Random tabs

After not writing for a while, I feel it's kind of crazy that other people may read this.

I'm trying to come back to this blog as if it was some kind of journal. Which it isn't. It's also a way for me to take so many random things out of my system and not feel that I read and read without producing any kind of output. “What a terrible read!”, you may say. Well, yes! You are warned.

When I start reading about stuff in the net I often end up with tons of tabs opened. At some point, typically during the late hours of the night, I leave it as it is. And next time I approach the computer I try to read, but it's a daunting task and also a nonconvergent one, since I keep on opening more tabs than the ones I close. End result? Days of slow and not-very-useful reading, big procrastination, and little doing.

I've thought of several ways to stop this vice. One is to note the links and the subjects I'm interested in at the moment in some “to read” document (which is actually two, one I have in sync everywhere, and one that is just an email to myself that I keep replying to to add more stuff). Another one is to talk about it in twitter and mastodon (by the way, I wish mastodon would be more popular than twitter, and that I would use it more effectively — in practice I don't really use it). Sometimes I comment on web pages with hypothesis. And finally another one is to talk about them in here. Guess which one I'm using right now.

Let the randomfest begin.

How to deflect an asteroid? It sounds tricky, but it's possible. Depending on its mass, momentum, how far in advance we have a warning that it's headed towards giving us a hug, there are several alternatives that are more or less promising. I was reading a bit about it on http://news.mit.edu/2020/how-deflect-asteroid-mission-0219 (the article they refer to is actually doi.org/10.1016/j.actaastro.2019.10.042, which one can find with sci-hub for example). By the way, the original article has the word epistemic in its title, which is a big flag for me. I'm not reading this carefully.

We were discussing briefly about it a few months ago in a visit to the nice people at the Complejo Astronómico la Hita (or astrohita for short). They (wrongly) discussed the impossibility of such a thing, even if well-intentioned. Well, wikipedia knows it better, as usual.

Changing subjects/tabs. I jut removed myself from several mailing lists. I like many things, but get anxious when I get many emails, and I do get many for my taste.

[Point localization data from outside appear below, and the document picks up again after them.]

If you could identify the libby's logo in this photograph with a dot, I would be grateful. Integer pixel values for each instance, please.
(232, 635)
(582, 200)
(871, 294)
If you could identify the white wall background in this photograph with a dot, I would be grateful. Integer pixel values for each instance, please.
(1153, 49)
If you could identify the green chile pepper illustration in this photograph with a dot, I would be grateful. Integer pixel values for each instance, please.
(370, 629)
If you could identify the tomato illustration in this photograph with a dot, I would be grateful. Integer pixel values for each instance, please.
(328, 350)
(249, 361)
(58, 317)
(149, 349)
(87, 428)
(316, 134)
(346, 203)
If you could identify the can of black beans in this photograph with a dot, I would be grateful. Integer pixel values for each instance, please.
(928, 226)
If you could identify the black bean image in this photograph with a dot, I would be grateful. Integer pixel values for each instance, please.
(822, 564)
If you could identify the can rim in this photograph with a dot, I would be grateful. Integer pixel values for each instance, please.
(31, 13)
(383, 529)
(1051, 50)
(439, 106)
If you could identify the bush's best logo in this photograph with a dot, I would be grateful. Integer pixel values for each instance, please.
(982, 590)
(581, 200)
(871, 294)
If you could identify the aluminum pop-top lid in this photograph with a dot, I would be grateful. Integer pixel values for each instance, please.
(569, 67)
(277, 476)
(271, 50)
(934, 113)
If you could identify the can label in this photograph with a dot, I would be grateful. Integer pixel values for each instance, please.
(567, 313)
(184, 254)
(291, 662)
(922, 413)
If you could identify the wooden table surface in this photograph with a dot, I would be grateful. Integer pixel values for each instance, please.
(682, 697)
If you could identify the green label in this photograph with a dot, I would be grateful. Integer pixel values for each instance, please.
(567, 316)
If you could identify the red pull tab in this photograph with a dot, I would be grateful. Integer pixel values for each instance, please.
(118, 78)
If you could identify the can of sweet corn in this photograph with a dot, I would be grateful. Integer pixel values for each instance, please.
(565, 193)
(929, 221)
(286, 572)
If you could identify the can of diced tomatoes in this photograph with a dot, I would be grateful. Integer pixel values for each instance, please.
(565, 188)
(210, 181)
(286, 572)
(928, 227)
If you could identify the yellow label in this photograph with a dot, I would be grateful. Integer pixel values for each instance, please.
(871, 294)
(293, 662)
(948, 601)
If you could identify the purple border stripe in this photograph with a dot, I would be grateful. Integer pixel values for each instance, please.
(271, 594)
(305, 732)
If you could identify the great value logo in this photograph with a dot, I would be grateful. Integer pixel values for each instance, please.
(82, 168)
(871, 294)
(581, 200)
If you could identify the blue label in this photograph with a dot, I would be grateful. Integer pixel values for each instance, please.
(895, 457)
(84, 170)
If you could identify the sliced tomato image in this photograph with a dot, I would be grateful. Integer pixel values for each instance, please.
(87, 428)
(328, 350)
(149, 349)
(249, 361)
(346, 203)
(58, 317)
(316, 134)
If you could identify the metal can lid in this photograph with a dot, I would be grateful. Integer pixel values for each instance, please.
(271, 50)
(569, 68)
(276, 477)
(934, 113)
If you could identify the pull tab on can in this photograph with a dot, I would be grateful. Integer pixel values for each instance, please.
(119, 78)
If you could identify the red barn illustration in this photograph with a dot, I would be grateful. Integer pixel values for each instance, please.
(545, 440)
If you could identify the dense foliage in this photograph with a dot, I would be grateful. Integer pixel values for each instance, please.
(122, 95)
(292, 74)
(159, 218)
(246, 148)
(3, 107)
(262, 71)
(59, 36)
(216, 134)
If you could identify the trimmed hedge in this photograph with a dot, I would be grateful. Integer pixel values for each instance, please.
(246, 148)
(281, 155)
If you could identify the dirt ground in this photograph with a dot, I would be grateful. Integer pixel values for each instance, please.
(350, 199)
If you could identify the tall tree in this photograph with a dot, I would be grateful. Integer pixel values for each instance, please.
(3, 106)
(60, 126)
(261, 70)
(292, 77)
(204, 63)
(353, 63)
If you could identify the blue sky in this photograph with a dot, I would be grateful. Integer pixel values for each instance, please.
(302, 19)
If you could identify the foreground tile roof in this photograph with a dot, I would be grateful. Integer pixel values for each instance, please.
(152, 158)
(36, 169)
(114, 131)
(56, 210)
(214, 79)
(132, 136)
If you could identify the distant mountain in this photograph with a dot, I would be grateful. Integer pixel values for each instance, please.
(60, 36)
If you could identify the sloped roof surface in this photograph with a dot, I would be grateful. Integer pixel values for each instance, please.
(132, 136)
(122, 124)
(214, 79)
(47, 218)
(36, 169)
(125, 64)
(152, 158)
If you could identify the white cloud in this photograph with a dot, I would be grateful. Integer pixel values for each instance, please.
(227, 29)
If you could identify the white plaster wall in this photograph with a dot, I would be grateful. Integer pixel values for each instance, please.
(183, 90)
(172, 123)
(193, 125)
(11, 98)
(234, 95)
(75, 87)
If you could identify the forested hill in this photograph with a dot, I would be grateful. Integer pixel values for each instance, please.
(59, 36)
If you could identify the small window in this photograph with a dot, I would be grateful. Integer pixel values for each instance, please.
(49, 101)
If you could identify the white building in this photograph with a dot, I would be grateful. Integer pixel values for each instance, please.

I still love those people/organizations, but I need my inbox to be cleaner. Instead of just making them disappear, I'm adding them to this kind of honorific list:

If you subscribe to any of those, balance will be somehow restored to the universe.

Switching topics. Today I talked to my friend Javi, from the writer's group I used to attend. A chill out, nice and interesting conversation. Among the interesting things, a possible interest in financing something I'd start if it looks interesting. Similar to what Mikami said the other day. Uhmm. By the way, he also talked about the Escuela de Escritores, and it may be a good idea for me to join some courses if I want to get some of the texts that I have in mind written.

Other stuff I've been looking at: Galaxy Cruise is a citizen science project. You train in identifying certain things related to galaxies, and then you help scientists with their work by working with their data.

How do 3Blue1Brown and Minute Physics create such amazing videos? Can I be like you when I grow up?

Reading about quantum decoherence, after a conversation on quantum effects and how we are “all connected” (which we are in many ways, like sharing the same DNA due to a common ancestor, and also having our basic atoms being cooked inside the same star core a few billion years ago, but not through entanglement!) that I had during the week with some friends from the local neighborhood group that I found in “¿Tienes sal?”.

I'm editing this entry later, but posting it so I stop procrastinating so much (and have some output already). Bye!